An interview with Iñigo Landaluze

After his resounding win in the Dauphiné Libéré, the name Iñigo Landaluze is on the lips of many a...

Orange crusader

After his resounding win in the Dauphiné Libéré, the name Iñigo Landaluze is on the lips of many a Tour observer. Stars of Euskaltel-Euskadi's squad, Iban Mayo and Haimar Zubeldia, appear to have top-quality climbing company in this 28-year-old from Getxo. He is part of the 100% Basque outfit looking to demonstrate its power throughout the three weeks of the Tour de France, and Cyclingnews’ Hernan Alvarez Macias caught up with the rider likely to come through as a dark horse at this year's edition.

It was surprising to see a little-known rider beating giants of the mountains such as Phonak's Santiago Botero or Gerolsteiner's Levi Leipheimer on the last day of Dauphiné in Sallanches. The Tour’s king, Lance Armstrong (Discovery Channel) ended up fourth. It was his first and only race victory, but it wasn't a minor championship win, as many of the riders at this year's Tour were there on the French Alps, trailing the Orange crusader.

Cyclingnews: How was that triumph in Dauphiné Libéré?

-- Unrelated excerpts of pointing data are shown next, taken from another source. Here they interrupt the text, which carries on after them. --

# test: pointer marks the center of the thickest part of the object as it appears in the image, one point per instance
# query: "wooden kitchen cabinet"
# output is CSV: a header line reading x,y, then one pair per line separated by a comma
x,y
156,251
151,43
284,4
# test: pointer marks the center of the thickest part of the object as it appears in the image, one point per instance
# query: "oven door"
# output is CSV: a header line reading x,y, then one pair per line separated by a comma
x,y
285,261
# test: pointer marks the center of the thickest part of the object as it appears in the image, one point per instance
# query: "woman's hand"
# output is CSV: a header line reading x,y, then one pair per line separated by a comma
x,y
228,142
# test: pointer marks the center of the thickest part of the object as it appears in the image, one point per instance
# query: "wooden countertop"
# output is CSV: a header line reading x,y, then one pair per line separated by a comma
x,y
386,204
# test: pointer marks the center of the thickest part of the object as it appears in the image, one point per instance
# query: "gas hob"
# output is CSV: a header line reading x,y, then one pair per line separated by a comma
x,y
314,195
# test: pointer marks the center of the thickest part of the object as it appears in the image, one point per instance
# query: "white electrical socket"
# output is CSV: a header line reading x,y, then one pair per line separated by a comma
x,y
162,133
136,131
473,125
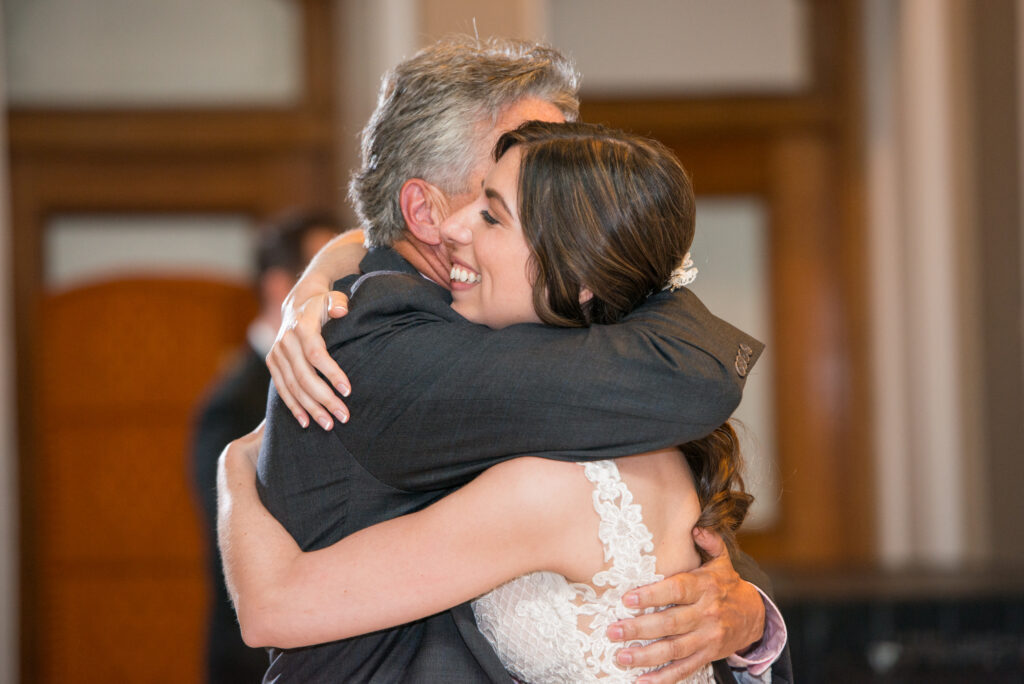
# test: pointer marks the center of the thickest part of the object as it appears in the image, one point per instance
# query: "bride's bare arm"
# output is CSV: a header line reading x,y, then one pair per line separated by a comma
x,y
299,350
491,530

Iñigo Landaluze: I got in a breakaway and we made a gap. It was a mountain stage, a tough stage; we made the gap and I was able to maintain that lead over the final days.

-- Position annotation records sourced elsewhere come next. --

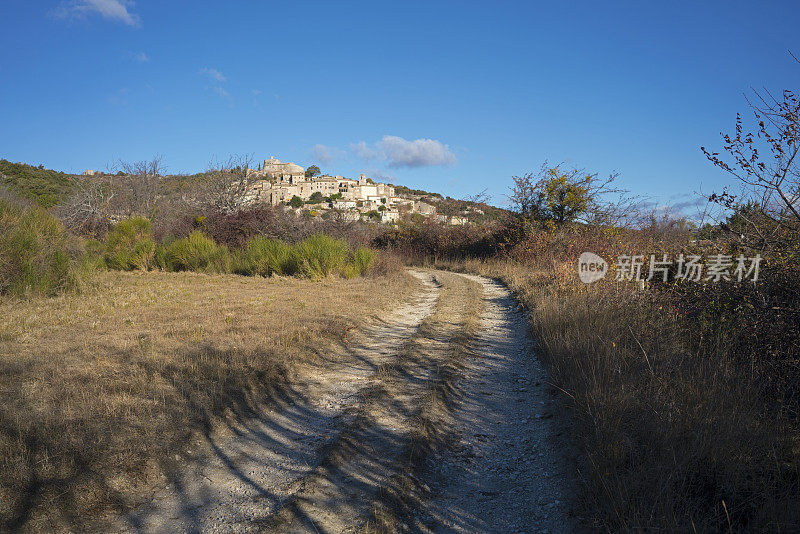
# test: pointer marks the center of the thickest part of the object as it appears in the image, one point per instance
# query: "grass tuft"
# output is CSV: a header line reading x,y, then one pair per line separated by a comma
x,y
36,254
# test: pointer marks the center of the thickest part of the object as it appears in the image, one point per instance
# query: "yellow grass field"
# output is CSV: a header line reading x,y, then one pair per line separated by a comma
x,y
99,387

CN: It was a bit unexpected for you, right?

IL: Yes, it was unexpected. The truth is that I didn't go to that race with the intention of fighting for the general victory; I went with the intention of fighting for the stage so I got in a breakaway. I'm neither a time trial specialist nor a climber. I'm a rider for the medium-mountain stages, not the high-mountain stages. It followed that pattern and I became the leader - I was feeling very good and was able to stay with the leaders.